ガタっと物音がしたのか、複数の女の子達が私を見てくる。
「ねぇ、神無月さんも初恋はした事あるでしょ。」
複数の女の子達に囲まれていたであろう中心にいる一人の娘(コ)が話しかけてくる。
その彼女を見た途端顔が引き攣るのがわかった。
確か、彼女。
あの男が好きなのよね。
あの時の記憶は消えているけど、どうやら私が仲良くしていると勘違いをしているらしく、何故か恋敵になっている。
確か、名前は。
確か中川さんだっけ。
親が資産家だとか。
だったかな。
私にとっては興味がないのよね。
「止めなさいよ、香穂梨(かほり)。
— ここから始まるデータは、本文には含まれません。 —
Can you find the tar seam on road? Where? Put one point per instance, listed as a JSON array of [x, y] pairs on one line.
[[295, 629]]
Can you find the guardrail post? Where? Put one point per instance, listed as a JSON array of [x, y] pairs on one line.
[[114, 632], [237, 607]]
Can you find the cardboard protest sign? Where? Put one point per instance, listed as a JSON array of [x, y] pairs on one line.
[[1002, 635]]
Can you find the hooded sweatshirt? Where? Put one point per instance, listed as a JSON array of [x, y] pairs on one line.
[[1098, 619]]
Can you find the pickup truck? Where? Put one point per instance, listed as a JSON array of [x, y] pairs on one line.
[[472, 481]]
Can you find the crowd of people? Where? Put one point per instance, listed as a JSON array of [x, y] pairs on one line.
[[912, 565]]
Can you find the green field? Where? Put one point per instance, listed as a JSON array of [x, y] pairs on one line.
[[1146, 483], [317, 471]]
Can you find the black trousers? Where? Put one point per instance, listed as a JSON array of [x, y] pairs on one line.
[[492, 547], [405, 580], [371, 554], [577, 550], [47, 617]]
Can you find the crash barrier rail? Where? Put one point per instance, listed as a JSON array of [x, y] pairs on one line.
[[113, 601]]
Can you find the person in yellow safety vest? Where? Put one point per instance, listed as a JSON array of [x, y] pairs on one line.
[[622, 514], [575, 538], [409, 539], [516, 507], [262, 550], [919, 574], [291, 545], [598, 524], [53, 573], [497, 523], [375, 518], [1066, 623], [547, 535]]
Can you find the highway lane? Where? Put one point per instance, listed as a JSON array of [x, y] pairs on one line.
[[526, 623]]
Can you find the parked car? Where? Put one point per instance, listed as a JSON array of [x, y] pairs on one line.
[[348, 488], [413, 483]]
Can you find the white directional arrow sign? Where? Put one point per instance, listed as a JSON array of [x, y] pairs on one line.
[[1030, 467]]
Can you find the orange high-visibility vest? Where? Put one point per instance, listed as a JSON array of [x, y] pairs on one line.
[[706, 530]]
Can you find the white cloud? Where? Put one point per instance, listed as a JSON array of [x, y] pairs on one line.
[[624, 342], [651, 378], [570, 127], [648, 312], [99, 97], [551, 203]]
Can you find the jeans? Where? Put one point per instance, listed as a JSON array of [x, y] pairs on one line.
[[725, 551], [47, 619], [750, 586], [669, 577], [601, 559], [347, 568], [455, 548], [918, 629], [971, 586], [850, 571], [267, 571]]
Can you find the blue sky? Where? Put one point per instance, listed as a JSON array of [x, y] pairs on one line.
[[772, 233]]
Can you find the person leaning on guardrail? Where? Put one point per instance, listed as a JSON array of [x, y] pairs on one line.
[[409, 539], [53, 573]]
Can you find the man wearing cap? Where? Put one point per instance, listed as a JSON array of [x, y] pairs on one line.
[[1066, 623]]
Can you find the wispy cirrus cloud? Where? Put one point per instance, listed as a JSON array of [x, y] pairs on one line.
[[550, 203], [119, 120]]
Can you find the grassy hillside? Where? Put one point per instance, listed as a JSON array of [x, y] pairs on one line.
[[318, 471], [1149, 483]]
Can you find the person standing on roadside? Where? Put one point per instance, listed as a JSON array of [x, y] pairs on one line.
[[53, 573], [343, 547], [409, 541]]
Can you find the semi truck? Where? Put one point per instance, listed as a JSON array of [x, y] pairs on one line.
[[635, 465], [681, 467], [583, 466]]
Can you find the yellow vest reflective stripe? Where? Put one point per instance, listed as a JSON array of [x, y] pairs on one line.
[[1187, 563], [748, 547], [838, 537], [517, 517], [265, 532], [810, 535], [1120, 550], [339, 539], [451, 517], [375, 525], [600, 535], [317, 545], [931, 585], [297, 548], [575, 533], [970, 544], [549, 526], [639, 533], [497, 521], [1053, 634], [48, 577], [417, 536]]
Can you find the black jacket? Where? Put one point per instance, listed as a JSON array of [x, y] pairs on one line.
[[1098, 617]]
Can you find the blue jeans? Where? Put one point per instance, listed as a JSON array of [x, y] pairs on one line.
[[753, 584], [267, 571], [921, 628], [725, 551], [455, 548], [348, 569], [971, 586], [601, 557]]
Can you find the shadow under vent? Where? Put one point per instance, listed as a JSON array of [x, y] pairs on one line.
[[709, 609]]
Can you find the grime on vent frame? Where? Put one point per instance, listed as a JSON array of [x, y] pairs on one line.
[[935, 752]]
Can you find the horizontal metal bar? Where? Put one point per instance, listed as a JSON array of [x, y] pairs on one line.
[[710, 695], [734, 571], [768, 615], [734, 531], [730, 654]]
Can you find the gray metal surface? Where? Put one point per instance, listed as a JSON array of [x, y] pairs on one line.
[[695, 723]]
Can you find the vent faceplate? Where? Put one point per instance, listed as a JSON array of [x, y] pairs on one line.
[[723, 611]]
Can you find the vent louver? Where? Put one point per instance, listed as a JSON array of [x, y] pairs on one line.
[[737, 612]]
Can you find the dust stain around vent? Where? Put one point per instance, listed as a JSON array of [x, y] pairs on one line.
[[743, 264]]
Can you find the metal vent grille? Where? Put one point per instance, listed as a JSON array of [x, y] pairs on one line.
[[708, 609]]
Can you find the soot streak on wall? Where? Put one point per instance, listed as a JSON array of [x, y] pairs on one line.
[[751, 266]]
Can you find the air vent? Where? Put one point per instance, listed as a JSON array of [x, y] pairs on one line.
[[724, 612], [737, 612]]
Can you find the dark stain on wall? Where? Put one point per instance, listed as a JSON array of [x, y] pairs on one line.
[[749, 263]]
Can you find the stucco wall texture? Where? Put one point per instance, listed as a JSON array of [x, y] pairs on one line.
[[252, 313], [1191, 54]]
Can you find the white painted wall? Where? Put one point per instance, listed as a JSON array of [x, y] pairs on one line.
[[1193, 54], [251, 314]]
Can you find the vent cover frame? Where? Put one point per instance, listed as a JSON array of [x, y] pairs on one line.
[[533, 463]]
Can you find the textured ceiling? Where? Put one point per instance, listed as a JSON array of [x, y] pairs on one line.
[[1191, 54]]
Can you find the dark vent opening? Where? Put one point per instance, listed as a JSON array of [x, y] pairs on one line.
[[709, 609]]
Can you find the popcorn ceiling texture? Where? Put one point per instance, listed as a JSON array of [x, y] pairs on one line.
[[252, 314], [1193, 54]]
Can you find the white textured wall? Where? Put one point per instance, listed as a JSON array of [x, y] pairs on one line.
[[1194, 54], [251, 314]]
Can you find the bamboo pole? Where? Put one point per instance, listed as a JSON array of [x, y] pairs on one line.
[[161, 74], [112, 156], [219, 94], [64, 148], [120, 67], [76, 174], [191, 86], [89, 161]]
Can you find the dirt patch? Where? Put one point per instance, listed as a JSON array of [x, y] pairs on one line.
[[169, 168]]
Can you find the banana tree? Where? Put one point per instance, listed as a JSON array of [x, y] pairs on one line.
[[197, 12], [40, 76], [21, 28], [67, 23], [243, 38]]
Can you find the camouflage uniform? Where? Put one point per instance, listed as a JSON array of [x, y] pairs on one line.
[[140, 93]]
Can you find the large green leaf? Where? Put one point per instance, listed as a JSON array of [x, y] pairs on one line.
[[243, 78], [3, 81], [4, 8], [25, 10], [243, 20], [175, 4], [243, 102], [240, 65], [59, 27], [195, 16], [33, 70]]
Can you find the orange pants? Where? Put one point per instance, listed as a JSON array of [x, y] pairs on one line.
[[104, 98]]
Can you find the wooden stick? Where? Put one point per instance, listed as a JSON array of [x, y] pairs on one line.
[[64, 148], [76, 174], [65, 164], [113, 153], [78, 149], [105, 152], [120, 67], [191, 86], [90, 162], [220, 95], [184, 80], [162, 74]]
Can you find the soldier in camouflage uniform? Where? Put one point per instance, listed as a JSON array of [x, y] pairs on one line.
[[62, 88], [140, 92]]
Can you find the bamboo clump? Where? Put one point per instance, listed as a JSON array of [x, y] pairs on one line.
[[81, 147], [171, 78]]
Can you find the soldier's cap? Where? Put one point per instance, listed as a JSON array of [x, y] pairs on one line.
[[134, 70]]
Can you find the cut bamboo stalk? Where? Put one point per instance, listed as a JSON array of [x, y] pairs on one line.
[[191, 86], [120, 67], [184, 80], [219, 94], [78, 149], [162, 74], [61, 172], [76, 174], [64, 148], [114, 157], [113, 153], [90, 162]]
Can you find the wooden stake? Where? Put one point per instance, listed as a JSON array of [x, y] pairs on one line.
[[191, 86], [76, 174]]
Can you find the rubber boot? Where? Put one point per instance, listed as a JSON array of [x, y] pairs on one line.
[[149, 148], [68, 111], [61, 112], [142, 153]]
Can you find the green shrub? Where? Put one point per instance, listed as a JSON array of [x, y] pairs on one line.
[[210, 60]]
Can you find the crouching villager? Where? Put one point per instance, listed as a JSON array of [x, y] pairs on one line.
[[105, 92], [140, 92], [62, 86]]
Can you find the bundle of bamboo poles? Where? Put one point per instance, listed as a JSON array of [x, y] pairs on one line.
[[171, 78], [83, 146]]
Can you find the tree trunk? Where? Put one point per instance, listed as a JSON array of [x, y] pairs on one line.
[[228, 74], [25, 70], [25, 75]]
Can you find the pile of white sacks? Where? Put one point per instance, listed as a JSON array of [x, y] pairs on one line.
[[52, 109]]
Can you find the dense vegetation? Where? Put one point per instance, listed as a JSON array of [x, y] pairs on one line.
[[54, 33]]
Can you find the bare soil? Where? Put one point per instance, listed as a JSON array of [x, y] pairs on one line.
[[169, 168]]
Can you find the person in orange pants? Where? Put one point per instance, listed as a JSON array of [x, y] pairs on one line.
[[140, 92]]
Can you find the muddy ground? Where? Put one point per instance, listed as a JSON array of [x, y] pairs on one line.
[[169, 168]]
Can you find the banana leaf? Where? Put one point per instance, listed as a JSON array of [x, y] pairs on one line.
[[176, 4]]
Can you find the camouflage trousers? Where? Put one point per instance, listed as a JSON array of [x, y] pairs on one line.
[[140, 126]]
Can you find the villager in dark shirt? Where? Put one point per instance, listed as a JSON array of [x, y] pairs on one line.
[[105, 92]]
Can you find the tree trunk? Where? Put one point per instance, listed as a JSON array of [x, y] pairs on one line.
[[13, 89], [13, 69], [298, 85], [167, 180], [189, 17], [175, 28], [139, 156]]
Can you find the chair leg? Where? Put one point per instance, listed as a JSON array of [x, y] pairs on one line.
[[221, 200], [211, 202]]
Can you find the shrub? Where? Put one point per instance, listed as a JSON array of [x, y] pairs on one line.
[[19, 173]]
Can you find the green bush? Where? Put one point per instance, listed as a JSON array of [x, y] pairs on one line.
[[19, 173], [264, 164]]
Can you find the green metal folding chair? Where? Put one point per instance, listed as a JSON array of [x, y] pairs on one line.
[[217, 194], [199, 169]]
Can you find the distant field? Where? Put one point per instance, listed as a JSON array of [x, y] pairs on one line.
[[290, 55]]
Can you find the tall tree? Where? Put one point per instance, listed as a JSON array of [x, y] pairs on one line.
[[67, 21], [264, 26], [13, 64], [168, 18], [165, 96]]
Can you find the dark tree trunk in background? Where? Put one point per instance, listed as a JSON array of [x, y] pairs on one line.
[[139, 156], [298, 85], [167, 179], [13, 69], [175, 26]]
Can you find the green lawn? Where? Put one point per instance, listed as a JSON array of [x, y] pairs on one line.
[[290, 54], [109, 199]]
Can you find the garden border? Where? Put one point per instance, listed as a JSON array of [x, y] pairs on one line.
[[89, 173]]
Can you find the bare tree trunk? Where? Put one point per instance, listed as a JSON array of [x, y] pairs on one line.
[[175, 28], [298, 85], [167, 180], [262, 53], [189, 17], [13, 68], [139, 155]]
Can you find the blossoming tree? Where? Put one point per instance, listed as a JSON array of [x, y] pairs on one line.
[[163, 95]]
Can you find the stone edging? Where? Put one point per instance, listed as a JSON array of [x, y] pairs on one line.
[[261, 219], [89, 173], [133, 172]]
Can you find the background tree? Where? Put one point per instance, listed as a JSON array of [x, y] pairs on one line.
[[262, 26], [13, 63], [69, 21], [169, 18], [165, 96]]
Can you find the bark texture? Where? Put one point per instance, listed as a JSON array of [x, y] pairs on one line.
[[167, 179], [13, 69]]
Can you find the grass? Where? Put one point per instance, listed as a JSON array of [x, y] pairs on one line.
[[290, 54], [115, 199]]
いるとしても如何にも田舎から来た彼女じゃない?きっと私達とは縁がないに違いないでしょ。」
「あ、それもそうよね。ごめんなさい、神無月さん。」
中川さんの側にいた女の子と目配せをしつつ笑っている。
他の女の子達も笑いを噛み殺しているのか。
その光景を見て心の中で深く溜息をついた。
まあ、いまだに三つ編みをする高校生っていませんからね。
あの男の命令だから仕方がないのよね。
私はわからないけど、お祖父ちゃんにかなり似ているらしい。
それを防ぐ為にわざとダサい格好をと提案してきた。